01 Kasım tarihinde MHP var olan 80 milletvekilinin yarısını kaybedip 02 Kasım sabahı TBMM’de 40 milletvekili ile kalınca parti tabanında “Artık bu kadar yeter değişim istiyoruz” sesleri en üst perdeden çıkmaya başladı.

O günden sonra Genel başkan adaylığı için yollara düşen 4 isim ile birlikte MHP Genel merkezinin fikirlerini benimseyenlerinde  bir karar vermesi ile ortaya 5 ayrı noktaya çıkan bir yapı çıkmış oldu.

MHP Genel merkezi bir taraftan Olağanüstü Kurultayı öteleyip “Kurultayımız 2018 yılındadır” fikrini partililere benimsetmeye çalışırken diğer taraftan da kendisine muhalif olarak gördüğü isimleri görevden almaya yada parti teşkilatlarını kapatmaya başladı.

İçerisinde bulunduğumuz günlerde daha düne kadar tek parça hallinde bulunan partililer bugün bilebildiğimiz kadarı ile 5 ayrı parçaya bölünmüş durumdadır, Üstelik 5 ayrı parçaya ayrılan partililerin de artık diğer parçaları görmeye kesinlikle tahammülü kalmamıştır.

Son birkaç aya kadar MHP Genel merkezi  görevden almaları yada teşkilatları kapatmaları belli aralıklarla yapıyordu ancak geçtiğimiz günlerde Yargıtay’ın “MHP’de Kurultay yapılabilir” şeklindeki açıklamasından sonra görevden almalar ve teşkilat kapatmalar öylesine hızlı bir hal aldı ki artık takip etmek bile imkansız bir hale geldi.

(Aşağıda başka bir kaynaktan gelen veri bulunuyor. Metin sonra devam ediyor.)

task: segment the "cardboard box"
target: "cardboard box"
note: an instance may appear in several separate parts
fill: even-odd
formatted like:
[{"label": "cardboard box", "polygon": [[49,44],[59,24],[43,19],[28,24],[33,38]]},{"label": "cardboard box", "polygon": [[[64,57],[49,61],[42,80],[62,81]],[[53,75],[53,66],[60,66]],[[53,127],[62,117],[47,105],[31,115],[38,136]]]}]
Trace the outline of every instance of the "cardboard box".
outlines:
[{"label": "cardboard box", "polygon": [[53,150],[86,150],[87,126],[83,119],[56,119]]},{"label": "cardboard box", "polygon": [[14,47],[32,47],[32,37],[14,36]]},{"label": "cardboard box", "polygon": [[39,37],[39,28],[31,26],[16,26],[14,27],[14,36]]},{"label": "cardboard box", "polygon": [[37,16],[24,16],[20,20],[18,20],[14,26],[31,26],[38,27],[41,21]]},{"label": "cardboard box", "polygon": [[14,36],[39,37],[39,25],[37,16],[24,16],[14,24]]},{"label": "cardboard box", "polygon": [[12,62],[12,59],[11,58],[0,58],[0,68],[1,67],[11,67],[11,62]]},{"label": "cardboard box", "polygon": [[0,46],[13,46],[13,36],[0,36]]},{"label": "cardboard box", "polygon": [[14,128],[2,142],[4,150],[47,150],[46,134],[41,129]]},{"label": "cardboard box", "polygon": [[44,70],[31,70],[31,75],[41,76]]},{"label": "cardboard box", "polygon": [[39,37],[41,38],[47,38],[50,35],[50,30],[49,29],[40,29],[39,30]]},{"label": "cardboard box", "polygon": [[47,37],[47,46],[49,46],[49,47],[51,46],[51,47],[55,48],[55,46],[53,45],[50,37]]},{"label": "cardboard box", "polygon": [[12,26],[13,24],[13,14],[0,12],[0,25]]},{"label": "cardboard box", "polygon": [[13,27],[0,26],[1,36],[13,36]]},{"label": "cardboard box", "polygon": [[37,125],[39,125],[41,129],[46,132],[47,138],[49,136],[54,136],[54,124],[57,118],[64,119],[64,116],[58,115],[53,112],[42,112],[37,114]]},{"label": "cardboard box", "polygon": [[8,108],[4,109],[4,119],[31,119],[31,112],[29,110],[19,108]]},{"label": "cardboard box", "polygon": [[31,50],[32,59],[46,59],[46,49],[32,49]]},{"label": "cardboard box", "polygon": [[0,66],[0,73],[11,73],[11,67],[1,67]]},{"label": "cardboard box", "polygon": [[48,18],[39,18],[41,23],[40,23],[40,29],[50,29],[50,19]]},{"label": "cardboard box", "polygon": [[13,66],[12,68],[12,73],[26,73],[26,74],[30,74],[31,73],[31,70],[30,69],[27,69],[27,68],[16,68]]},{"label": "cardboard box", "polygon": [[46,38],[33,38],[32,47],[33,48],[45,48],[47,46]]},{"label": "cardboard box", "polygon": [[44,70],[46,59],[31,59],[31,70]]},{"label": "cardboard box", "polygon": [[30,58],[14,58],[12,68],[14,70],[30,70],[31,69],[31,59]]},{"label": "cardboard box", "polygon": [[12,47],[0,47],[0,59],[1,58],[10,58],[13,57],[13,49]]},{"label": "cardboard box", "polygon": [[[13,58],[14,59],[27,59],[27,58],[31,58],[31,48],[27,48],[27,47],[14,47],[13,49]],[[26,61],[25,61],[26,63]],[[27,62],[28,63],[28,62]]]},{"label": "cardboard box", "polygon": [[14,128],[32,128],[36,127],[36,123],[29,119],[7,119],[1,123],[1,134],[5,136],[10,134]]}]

MHP Genel merkezi önümüzdeki ay itibarı ile artık kaçınılmaz hale gelen Kurultayı Kasım ayındaki genel seçimden hemen sonra yapabilseydi sanıyoruz ki bu kadar büyük tahribat olmayacaktı ancak aylardır devam eden mahkeme süreci ile MHP hiç kimsenin tahmin edemeyeceği kadar ağır yaralar aldı.

Aynı gün içerisinde birbiri ardına herhangi bir il merkezindeki Parti teşkilatlarının nerede ise tamamı kapatılıyor, ilçe yönetimleri görevden alınarak yeni yönetimler atanıyor ve geriye bir sürü kalbi kırık partili bırakıyor.

MHP Kurultayının hangi ayın hangi günü yapılacağı birkaç gün içerisinde belirlenecek, Halen adaylık noktasında yurt gezilerine katılan isimlere yeni isimlerin katılıp katılmayacağını önümüzdeki günlerde göreceğiz, MHP Genel başkanı Devlet Bahçeli her ne kadar “Adayım” diye açıklama yapıyorsa da durumun ne olacağı kısa bir süre netleşmiş olacak.

Ayni il/ilçe yada beldede bir zamanlar omuz omuza siyaset yapmış ülkücülerin şu sırada en az 5 parça halinde hareket ediyor olması bütün partilileri üzüyor ancak Ankara’da siyaset yapanların bu duruma “Dur” diyecekleri yerde yangına benzin ile gitmeleri işin daha da gerginleşmesine vesile oluyor.

Birbiri ardına görevden alınan ilçe başkanı ve yönetimler, kapatılan çok sayıda parti teşkilatlarının yarattığı huzursuzluğun zirvesinde MHP Kurultaya gidiyor, Kurultaydan hangi aday Genel başkan olarak çıkarsa çıksın Kasım ayından itibaren ortaya çıkan parçalanmayı ortadan kaldırabilmesi son derece zor görünüyor.

Umarız şimdilik 5 parçaya bölünen Ülkücü Hareket Kongre salonundan tek parça haline gelmiş bir Birlik ve bütünlük içerisinde  çıkar.